GraphBLAS is an API specification that aims to "define standard building blocks for graph algorithms in the language of linear algebra"(https://graphblas.org). A full implementation of the GraphBLAS API allows users to write a wide range of graph algorithms (from Breadth-First-Search to the Coloring problem) using the relationship between graph manipulation and linear algebra operations on the graph's adjacency matrix.
In this lightning talk, we will go over the main challenges encountered when building a sparse linear algebra framework on GPU, in particular when trying to implement the GraphBLAS API.
High memory to computation ratio
Sparse linear algebra functions are typically "memory-bound". In other words, there is a lot of data to read from memory, and very little computation to be done with each piece of data. These kind of function can be hard to efficiently adapt on GPUs as they can be "bottlenecked" by the GPUs memory bandwidth, and not fully use the GPU's large computing capacity.
Load balancing
Basic methods to parallelize sparse linear algebra operations will divide the workload on the matrix by "splitting" the matrix by rows or by columns. Consequently, if the distribution of non-zero elements in the matrix is not uniform across rows or columns, the workload of some threads will be higher than others, which can harm performances. This is a real problem for GPUs, as a lot of real-word applications have a high heterogeneity in non-zero distribution.
Modularity
The GraphBLAS API can be hard to bring to GPUs as it requires allowing the users to supply any custom operator to perform matrix-vector multiplication. While implementing custom kernels for every combination of supported operators could work, this can quickly spin out of control. Large codebases like this are hard to develop and maintain in addition to being more error-prone.

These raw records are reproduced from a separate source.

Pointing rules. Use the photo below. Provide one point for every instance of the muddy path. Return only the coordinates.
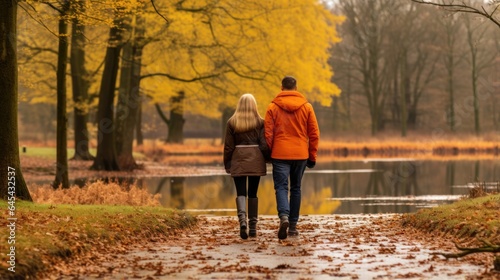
(329, 247)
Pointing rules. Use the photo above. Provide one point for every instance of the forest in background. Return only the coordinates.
(401, 68)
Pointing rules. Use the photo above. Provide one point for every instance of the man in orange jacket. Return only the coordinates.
(292, 134)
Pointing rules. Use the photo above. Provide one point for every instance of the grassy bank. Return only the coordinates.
(468, 219)
(47, 234)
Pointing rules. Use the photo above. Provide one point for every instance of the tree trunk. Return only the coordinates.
(106, 151)
(80, 88)
(122, 106)
(11, 177)
(404, 93)
(176, 124)
(125, 156)
(138, 126)
(61, 179)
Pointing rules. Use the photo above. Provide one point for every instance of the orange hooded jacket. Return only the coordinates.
(291, 128)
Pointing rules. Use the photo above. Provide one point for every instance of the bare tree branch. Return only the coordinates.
(464, 8)
(158, 12)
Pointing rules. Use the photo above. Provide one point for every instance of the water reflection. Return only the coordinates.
(375, 186)
(348, 187)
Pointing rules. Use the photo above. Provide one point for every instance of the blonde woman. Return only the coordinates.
(245, 153)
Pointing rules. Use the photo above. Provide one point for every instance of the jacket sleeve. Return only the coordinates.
(263, 145)
(313, 134)
(269, 128)
(229, 147)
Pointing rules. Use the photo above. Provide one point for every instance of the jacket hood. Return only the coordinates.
(290, 100)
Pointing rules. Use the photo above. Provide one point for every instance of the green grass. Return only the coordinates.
(55, 232)
(50, 152)
(467, 218)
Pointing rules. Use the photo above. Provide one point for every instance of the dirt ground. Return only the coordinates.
(328, 247)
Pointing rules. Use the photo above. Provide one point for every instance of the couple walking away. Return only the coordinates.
(288, 137)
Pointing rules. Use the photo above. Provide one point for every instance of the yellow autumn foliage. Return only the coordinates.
(232, 47)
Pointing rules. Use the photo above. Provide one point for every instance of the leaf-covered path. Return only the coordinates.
(332, 246)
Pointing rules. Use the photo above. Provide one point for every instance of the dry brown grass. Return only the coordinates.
(95, 193)
(414, 149)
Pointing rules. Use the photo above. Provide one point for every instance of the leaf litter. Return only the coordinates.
(329, 246)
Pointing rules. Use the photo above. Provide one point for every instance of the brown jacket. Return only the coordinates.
(292, 131)
(244, 152)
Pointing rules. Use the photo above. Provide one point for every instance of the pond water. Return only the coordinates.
(341, 187)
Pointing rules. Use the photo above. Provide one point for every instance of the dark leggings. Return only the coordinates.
(241, 185)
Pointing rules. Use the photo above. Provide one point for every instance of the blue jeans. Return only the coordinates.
(282, 169)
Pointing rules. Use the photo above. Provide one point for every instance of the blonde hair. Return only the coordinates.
(246, 117)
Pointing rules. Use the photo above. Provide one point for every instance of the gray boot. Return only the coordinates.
(292, 230)
(253, 213)
(283, 227)
(242, 215)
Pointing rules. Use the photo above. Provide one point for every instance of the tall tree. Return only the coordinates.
(451, 27)
(366, 24)
(9, 142)
(106, 158)
(478, 62)
(61, 179)
(80, 85)
(129, 98)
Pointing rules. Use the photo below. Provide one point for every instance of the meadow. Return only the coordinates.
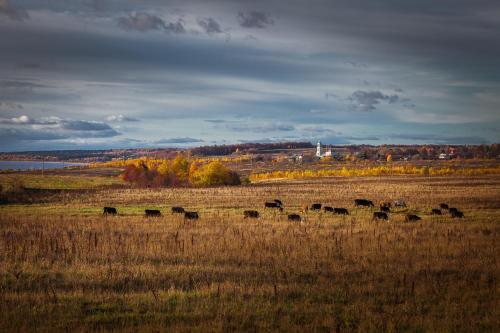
(65, 267)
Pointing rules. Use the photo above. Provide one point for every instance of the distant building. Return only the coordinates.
(444, 156)
(320, 153)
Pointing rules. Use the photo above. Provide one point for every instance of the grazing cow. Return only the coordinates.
(457, 213)
(341, 211)
(411, 217)
(109, 210)
(363, 202)
(191, 215)
(177, 210)
(315, 206)
(152, 212)
(251, 214)
(436, 211)
(385, 209)
(380, 216)
(399, 204)
(272, 205)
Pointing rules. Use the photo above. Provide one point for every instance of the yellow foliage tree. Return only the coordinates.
(214, 173)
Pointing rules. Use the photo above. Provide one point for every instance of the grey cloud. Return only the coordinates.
(83, 125)
(11, 105)
(215, 121)
(144, 22)
(271, 127)
(367, 100)
(175, 27)
(121, 118)
(210, 26)
(25, 120)
(254, 19)
(54, 128)
(178, 140)
(29, 134)
(20, 84)
(12, 12)
(438, 138)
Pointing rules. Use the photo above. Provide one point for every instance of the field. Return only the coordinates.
(65, 267)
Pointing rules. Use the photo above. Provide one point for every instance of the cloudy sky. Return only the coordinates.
(79, 74)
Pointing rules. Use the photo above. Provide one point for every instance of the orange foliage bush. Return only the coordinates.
(178, 172)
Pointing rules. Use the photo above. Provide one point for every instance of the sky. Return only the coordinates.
(99, 74)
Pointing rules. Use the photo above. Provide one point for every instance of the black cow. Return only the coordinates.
(399, 204)
(152, 212)
(457, 213)
(380, 216)
(109, 210)
(315, 206)
(273, 205)
(251, 214)
(191, 215)
(436, 211)
(341, 211)
(384, 208)
(177, 210)
(411, 217)
(363, 202)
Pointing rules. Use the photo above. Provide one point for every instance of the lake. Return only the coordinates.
(28, 165)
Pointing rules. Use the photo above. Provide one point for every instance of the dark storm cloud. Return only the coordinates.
(255, 19)
(178, 140)
(53, 128)
(14, 13)
(20, 84)
(367, 100)
(440, 138)
(210, 26)
(259, 128)
(14, 135)
(82, 125)
(361, 52)
(84, 50)
(11, 105)
(121, 118)
(146, 22)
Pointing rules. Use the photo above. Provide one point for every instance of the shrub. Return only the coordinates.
(178, 172)
(214, 173)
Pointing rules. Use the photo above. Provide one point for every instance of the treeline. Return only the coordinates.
(374, 171)
(179, 172)
(247, 148)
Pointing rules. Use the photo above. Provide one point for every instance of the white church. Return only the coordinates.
(320, 153)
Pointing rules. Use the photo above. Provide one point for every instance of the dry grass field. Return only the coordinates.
(65, 267)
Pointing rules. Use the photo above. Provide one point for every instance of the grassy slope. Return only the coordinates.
(57, 182)
(63, 266)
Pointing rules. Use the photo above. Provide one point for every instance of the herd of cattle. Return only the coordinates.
(382, 214)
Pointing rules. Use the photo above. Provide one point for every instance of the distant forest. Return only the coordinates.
(423, 152)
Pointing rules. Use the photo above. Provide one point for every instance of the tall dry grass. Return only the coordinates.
(225, 273)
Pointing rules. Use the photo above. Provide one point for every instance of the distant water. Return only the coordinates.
(30, 165)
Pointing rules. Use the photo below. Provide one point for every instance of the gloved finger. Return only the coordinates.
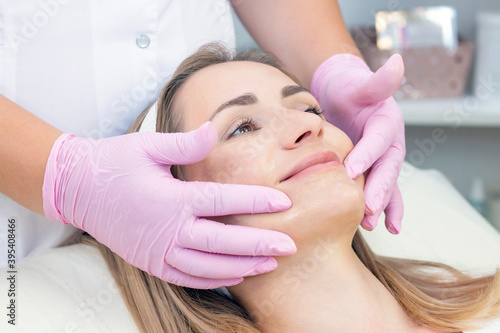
(369, 222)
(182, 279)
(214, 199)
(379, 134)
(214, 237)
(383, 83)
(180, 148)
(218, 266)
(382, 180)
(394, 212)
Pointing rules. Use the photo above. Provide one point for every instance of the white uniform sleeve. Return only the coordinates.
(89, 68)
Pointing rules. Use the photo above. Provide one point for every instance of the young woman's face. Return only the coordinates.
(271, 133)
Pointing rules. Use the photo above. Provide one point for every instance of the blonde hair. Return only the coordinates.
(434, 295)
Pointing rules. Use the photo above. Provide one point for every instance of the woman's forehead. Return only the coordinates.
(212, 86)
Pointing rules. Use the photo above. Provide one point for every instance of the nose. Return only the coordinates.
(302, 128)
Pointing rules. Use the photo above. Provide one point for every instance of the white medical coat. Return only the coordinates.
(89, 68)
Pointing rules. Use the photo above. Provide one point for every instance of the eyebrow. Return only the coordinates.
(249, 99)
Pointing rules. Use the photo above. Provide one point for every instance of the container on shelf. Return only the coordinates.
(488, 50)
(432, 72)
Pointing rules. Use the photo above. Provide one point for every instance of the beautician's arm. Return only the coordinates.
(302, 33)
(311, 39)
(24, 149)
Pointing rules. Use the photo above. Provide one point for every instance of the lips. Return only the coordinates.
(313, 162)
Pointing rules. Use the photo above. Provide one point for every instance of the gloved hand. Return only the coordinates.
(120, 190)
(359, 102)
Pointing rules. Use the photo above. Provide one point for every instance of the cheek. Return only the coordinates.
(225, 166)
(338, 141)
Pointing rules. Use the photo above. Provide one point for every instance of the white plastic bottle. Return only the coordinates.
(477, 195)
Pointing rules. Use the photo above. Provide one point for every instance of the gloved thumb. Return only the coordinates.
(181, 148)
(384, 82)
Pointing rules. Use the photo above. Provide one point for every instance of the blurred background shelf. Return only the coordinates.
(465, 111)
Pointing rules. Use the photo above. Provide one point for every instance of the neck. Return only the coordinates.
(324, 287)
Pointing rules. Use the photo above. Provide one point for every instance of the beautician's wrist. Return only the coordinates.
(66, 152)
(331, 67)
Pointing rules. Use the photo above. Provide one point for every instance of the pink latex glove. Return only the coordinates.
(359, 102)
(120, 190)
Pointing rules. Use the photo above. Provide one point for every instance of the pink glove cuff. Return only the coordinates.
(51, 180)
(321, 77)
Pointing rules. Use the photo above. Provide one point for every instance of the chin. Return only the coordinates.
(323, 205)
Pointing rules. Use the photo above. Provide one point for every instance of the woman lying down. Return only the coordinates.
(271, 132)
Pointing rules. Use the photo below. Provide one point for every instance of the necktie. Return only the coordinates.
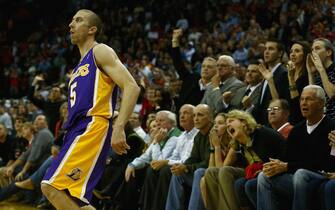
(247, 92)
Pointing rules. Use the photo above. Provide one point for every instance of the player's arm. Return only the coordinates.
(107, 59)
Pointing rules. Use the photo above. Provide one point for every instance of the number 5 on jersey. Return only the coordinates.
(73, 94)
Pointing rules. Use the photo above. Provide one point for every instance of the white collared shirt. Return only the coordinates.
(202, 86)
(311, 128)
(266, 82)
(184, 147)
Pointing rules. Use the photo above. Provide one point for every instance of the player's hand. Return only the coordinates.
(19, 176)
(158, 164)
(118, 141)
(9, 171)
(130, 171)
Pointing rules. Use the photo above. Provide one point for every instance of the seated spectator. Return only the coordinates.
(157, 182)
(40, 140)
(184, 173)
(193, 86)
(308, 148)
(135, 123)
(161, 148)
(224, 83)
(20, 144)
(219, 140)
(6, 119)
(62, 118)
(275, 84)
(51, 106)
(256, 144)
(278, 114)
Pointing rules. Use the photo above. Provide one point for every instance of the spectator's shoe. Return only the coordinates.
(100, 195)
(45, 205)
(8, 191)
(88, 207)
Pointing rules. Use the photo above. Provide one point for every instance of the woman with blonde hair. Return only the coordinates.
(252, 144)
(219, 140)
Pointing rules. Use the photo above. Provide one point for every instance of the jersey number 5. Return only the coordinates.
(73, 94)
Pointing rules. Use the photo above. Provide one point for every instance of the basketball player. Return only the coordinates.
(70, 180)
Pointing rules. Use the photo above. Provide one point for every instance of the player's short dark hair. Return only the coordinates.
(94, 20)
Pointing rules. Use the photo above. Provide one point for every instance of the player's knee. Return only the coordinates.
(46, 189)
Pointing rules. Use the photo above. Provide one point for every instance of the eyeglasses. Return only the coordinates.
(275, 108)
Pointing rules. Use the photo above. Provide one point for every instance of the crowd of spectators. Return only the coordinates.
(225, 55)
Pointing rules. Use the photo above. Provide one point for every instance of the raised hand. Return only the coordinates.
(266, 73)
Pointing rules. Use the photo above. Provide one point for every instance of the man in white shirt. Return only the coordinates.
(135, 123)
(156, 186)
(278, 113)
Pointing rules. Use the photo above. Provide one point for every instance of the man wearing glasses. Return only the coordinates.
(278, 113)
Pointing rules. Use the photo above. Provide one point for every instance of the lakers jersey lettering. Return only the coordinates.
(91, 91)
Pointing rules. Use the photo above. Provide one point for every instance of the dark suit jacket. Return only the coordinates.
(214, 97)
(281, 82)
(236, 102)
(190, 92)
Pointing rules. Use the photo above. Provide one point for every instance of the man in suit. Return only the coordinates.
(276, 76)
(224, 83)
(193, 86)
(246, 98)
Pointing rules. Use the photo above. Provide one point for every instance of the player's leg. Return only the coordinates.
(58, 198)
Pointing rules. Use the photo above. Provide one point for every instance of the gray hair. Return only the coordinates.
(229, 59)
(319, 92)
(328, 45)
(172, 117)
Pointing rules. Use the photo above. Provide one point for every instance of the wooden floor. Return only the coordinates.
(15, 206)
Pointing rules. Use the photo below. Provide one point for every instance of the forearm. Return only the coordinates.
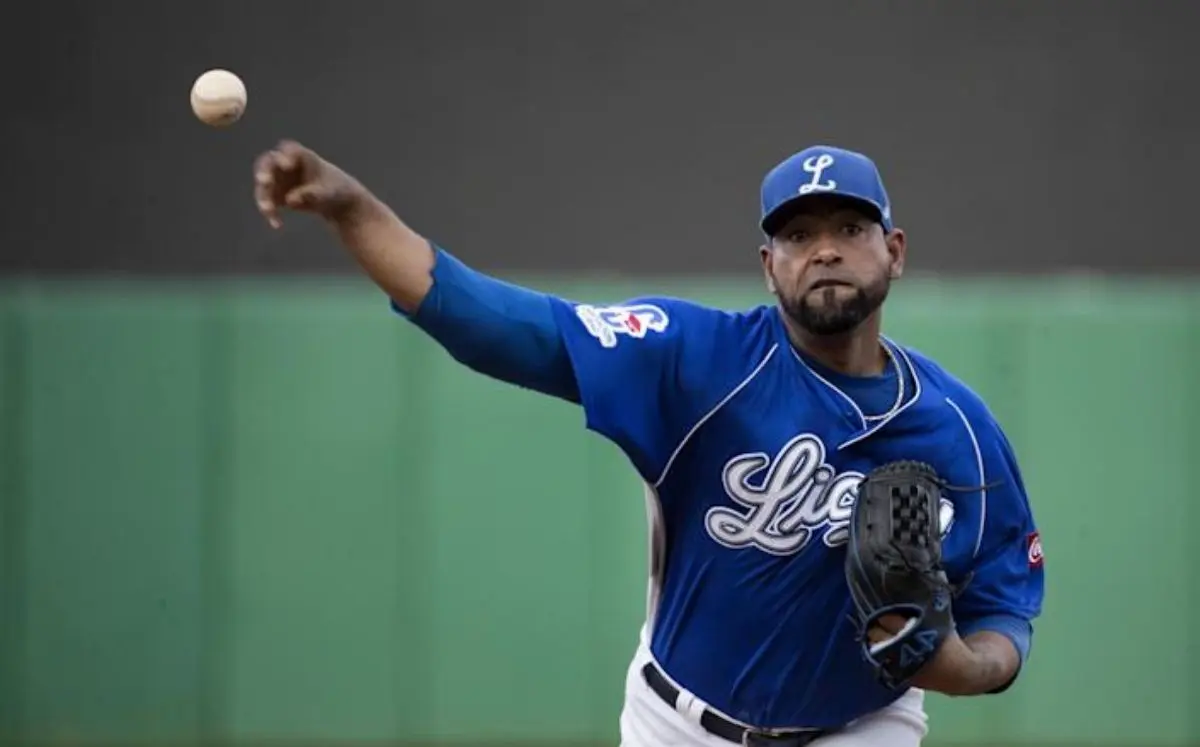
(977, 664)
(396, 258)
(496, 328)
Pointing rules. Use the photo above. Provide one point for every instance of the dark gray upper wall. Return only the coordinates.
(1013, 135)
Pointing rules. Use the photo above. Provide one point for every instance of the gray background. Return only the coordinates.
(615, 136)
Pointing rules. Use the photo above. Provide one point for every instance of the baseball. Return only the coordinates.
(219, 97)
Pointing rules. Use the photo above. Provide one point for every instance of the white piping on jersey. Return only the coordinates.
(983, 477)
(886, 417)
(657, 536)
(712, 412)
(900, 387)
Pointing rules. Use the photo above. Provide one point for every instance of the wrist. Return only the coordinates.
(976, 665)
(355, 207)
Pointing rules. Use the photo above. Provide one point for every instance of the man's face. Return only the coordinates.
(832, 266)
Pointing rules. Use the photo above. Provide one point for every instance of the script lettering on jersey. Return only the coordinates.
(786, 501)
(799, 495)
(816, 166)
(635, 321)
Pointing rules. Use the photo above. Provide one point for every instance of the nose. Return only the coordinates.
(826, 254)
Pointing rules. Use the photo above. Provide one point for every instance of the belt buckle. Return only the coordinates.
(783, 737)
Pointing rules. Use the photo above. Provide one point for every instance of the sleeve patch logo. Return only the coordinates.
(1035, 543)
(636, 321)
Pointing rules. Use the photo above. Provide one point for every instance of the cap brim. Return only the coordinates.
(774, 221)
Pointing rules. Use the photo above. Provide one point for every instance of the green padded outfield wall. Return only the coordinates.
(243, 512)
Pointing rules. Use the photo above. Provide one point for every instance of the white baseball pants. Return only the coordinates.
(646, 721)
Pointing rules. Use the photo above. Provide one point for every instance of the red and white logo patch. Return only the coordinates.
(605, 323)
(1035, 545)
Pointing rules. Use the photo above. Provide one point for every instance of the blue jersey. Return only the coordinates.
(751, 456)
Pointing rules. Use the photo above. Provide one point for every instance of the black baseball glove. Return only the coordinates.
(894, 568)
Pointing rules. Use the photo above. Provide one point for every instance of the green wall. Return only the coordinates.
(240, 511)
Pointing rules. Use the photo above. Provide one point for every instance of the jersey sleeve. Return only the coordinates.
(1007, 577)
(629, 360)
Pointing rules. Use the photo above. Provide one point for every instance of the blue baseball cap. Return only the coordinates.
(822, 169)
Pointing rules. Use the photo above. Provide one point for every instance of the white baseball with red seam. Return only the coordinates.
(219, 97)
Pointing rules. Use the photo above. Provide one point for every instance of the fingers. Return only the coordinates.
(264, 189)
(276, 173)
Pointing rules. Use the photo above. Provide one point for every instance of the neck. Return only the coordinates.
(857, 352)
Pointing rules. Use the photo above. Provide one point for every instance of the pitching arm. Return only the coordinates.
(496, 328)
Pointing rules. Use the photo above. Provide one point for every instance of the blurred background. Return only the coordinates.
(245, 503)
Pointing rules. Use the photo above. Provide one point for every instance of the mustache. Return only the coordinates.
(829, 282)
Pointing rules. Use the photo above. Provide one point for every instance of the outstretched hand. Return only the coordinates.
(291, 175)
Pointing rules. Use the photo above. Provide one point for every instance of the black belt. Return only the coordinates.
(724, 728)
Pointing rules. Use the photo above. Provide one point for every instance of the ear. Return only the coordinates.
(898, 250)
(767, 267)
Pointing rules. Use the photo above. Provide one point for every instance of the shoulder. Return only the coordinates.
(948, 393)
(966, 424)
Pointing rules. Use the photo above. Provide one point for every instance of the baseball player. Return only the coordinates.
(755, 432)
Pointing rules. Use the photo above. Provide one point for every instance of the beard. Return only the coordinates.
(828, 311)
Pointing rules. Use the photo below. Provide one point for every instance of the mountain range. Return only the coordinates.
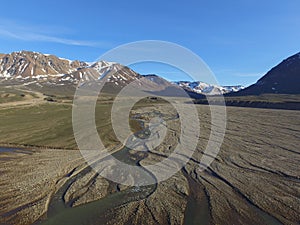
(33, 68)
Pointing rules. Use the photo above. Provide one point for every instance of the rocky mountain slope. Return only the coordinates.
(37, 69)
(208, 89)
(282, 79)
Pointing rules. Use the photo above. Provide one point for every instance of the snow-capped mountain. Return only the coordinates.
(33, 68)
(44, 69)
(207, 89)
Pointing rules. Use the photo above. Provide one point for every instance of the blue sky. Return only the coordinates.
(240, 40)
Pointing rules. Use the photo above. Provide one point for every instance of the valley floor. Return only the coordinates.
(255, 178)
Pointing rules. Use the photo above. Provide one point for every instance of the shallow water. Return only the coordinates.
(5, 149)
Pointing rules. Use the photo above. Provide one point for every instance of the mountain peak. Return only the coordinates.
(281, 79)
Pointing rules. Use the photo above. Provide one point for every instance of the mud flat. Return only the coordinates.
(255, 178)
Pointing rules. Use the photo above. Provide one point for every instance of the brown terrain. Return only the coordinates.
(254, 179)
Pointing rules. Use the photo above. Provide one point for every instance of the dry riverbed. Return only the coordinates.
(255, 178)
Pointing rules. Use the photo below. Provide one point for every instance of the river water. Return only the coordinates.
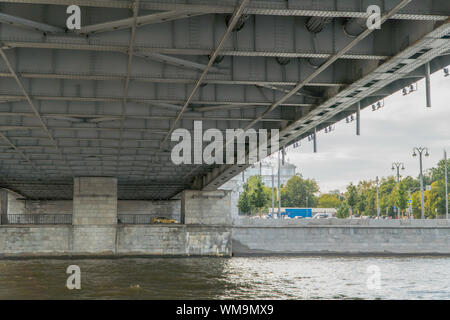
(230, 278)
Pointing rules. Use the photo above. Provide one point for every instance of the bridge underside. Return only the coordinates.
(104, 99)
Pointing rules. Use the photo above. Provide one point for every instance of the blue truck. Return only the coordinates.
(298, 212)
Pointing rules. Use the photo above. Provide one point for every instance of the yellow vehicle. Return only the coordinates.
(163, 220)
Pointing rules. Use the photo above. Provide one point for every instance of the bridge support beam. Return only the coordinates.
(206, 207)
(94, 201)
(94, 216)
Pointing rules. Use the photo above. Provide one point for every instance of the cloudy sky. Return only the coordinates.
(387, 135)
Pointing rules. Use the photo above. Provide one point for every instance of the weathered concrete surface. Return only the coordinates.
(206, 207)
(174, 240)
(94, 201)
(166, 208)
(148, 240)
(334, 236)
(34, 241)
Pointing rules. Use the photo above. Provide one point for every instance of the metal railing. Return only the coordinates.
(39, 219)
(137, 218)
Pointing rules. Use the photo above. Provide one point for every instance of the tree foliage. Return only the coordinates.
(299, 192)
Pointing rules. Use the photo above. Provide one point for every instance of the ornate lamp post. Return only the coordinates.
(420, 151)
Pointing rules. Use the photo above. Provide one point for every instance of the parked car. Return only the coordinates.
(163, 220)
(322, 216)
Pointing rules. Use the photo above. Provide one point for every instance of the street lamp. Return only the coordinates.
(398, 165)
(420, 151)
(378, 201)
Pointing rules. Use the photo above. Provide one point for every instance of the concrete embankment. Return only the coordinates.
(158, 240)
(340, 236)
(245, 237)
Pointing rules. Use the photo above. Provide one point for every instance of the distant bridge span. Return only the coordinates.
(103, 100)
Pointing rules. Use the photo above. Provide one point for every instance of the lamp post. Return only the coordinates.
(446, 184)
(398, 165)
(420, 151)
(378, 201)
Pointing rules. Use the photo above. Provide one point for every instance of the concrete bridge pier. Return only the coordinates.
(94, 215)
(206, 207)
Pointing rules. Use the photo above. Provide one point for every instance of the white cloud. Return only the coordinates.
(387, 135)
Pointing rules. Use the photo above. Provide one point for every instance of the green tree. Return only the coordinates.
(352, 196)
(298, 191)
(244, 201)
(343, 211)
(258, 198)
(328, 201)
(401, 196)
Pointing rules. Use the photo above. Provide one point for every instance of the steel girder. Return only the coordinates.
(103, 104)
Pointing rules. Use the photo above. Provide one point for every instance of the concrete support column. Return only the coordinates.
(206, 207)
(94, 201)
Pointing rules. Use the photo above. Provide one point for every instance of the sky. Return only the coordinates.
(387, 135)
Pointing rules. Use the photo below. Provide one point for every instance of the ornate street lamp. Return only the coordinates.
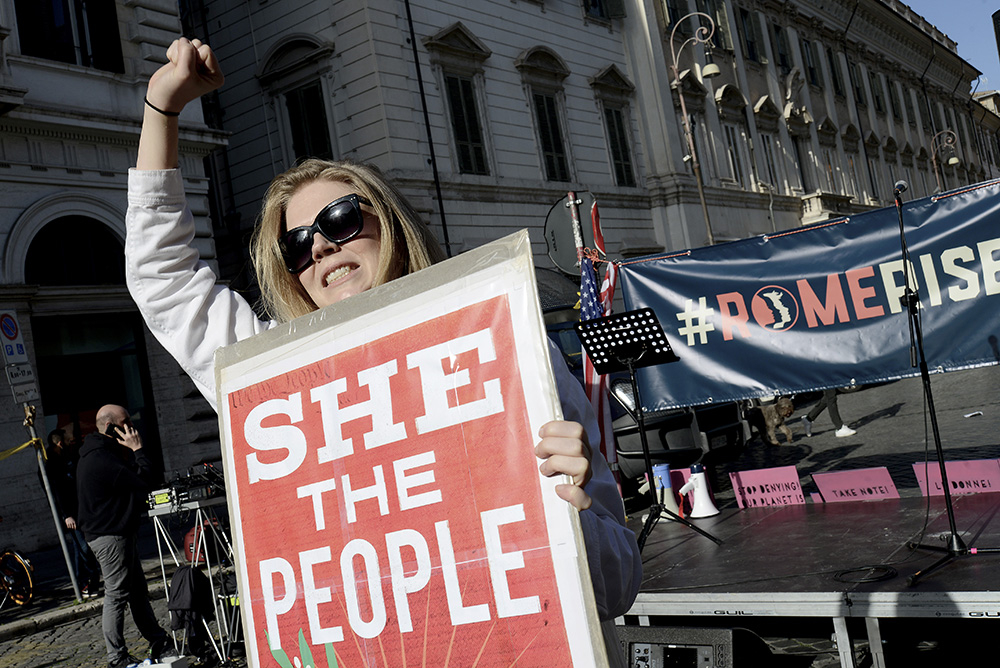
(945, 140)
(701, 36)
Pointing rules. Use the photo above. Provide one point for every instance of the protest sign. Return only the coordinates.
(386, 504)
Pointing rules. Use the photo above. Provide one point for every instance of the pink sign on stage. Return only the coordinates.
(858, 485)
(965, 477)
(768, 487)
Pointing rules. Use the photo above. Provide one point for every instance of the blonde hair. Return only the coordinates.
(406, 243)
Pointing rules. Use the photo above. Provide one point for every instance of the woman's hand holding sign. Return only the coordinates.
(564, 450)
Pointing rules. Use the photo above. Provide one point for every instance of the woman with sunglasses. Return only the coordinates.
(328, 230)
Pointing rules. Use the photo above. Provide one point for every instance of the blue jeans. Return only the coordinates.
(124, 585)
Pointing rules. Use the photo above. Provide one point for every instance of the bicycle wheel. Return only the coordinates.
(16, 573)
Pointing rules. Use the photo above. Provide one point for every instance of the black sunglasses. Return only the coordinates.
(339, 221)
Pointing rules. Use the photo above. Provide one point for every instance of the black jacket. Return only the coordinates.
(112, 486)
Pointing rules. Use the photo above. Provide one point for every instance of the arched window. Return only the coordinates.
(295, 74)
(75, 250)
(543, 73)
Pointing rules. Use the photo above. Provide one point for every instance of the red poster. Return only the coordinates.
(389, 507)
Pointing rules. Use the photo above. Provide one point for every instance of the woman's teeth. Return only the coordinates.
(336, 274)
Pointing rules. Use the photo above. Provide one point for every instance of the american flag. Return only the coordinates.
(597, 305)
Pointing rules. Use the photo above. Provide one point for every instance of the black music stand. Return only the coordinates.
(626, 342)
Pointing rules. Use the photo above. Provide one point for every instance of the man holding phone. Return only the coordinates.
(112, 484)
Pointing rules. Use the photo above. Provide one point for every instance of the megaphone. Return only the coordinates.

Up to now, we focused on the Modularity problem. To tackle it, we leverage some of the work previously done but the JuliaGPU community, in particular KernelAbstractions.jl. This allows us to write modular kernels parametrized on the user-supplied operators. These "high-level" kernels are then re-compiled Just-In-Time when called with new operators to generate efficient and specific low-level kernels.
I'm a student at the École Polytechnique Fédérale de Lausanne (EPFL). I'm currently pursuing a Master's degree in Data Science with a minor in Computational Science and Engineering. I use Julia to support research and prototype new techniques in high-performance computing and graph analysis.